In an earlier posting, I opposed the current Public Relations industry panic that “the media is dying.” I maintain that the media is alive and well; it’s evolving. Those of us working in the PR world need to promote that fact that despite cutbacks and right-sizing, the media, including newspapers, is more important than ever.

 

One way to do this may be to update the definition of terms. Let’s start with the word newspaper.

 

Most people still see a newspaper as news printed on paper. I submit that even those media outlets that stopped printing and distributing news on paper in favor of an online-only model can still be called newspapers.

 

We’re already using the word publish with an online meaning. When I’m finished writing this piece, I will hit a button labeled “publish” so you can read it via this blog site. Not many years ago, the word “publish” meant physically producing and disseminating printed pages for public consumption. We’re already far beyond that definition in this digital age.

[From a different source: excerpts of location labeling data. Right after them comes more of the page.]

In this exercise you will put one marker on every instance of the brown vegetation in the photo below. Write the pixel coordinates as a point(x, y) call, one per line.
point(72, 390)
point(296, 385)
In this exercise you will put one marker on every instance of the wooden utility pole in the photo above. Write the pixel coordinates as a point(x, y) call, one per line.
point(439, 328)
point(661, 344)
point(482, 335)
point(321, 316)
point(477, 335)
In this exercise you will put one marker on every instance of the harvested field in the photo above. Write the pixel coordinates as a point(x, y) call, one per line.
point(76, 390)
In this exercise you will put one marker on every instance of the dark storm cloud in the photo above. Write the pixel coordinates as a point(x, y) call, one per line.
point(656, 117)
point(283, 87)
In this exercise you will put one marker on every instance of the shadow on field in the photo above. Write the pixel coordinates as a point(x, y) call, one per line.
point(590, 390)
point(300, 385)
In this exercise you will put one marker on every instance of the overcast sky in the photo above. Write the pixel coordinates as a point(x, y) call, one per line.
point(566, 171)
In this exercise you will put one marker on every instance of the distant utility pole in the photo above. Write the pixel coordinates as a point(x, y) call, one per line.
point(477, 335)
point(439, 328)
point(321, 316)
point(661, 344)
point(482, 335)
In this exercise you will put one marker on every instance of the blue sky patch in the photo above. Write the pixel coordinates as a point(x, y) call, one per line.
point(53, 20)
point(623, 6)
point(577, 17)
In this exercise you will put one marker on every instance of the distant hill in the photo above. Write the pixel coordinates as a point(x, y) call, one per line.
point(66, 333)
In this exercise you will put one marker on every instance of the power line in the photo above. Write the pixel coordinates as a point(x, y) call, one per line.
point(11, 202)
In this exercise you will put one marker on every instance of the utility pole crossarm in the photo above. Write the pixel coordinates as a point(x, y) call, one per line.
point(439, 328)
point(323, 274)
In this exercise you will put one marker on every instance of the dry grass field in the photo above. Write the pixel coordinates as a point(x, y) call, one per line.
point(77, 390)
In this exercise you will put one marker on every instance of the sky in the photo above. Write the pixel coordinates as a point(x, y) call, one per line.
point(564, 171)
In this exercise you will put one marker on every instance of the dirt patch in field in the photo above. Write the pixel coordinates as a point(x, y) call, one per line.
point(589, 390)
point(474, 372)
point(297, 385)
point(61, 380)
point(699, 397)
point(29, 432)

We’ve updated these terms in our lexicon:

 

  • A file is no longer limited to something in a manila folder
  • To dial-in or dial-up does not require the use of a rotary phone
  • A press kit does not – and should not! – need to be a wasteful and environmentally unfriendly box of junk that PR folks send to journalists who throw them away
  • A record can be a compact disc, not only vinyl
  • An album is a collection of songs, not only on vinyl

 

Those last two are still hurdles for some people! Let’s all say it together….CDs are records…albums are collections of songs….

 

 
Here are a few others to think about. Is “The Office” a Television show? Of course it is, though millions of us do not watch it on a Television but via iTunes, Hulu, DVDs on a laptop, or on a monitor on an airplane.

  

Are companies like Best Buy or Toys R Us only retail stores, or are they suppliers of goods both digital and physical? I say the latter. I’m a huge Toys R Us customer in my nearly three years of fatherhood, yet I haven’t stepped into a brick & mortar Toys R Us location since I was a kid.

 

So why are we limiting the term newspaper to exclude digital editions? We need to stop hitting the panic button every time a favorite newspaper or magazine goes online-only and realize that the newspaper lives on. And in the digital world, that means lives on forever.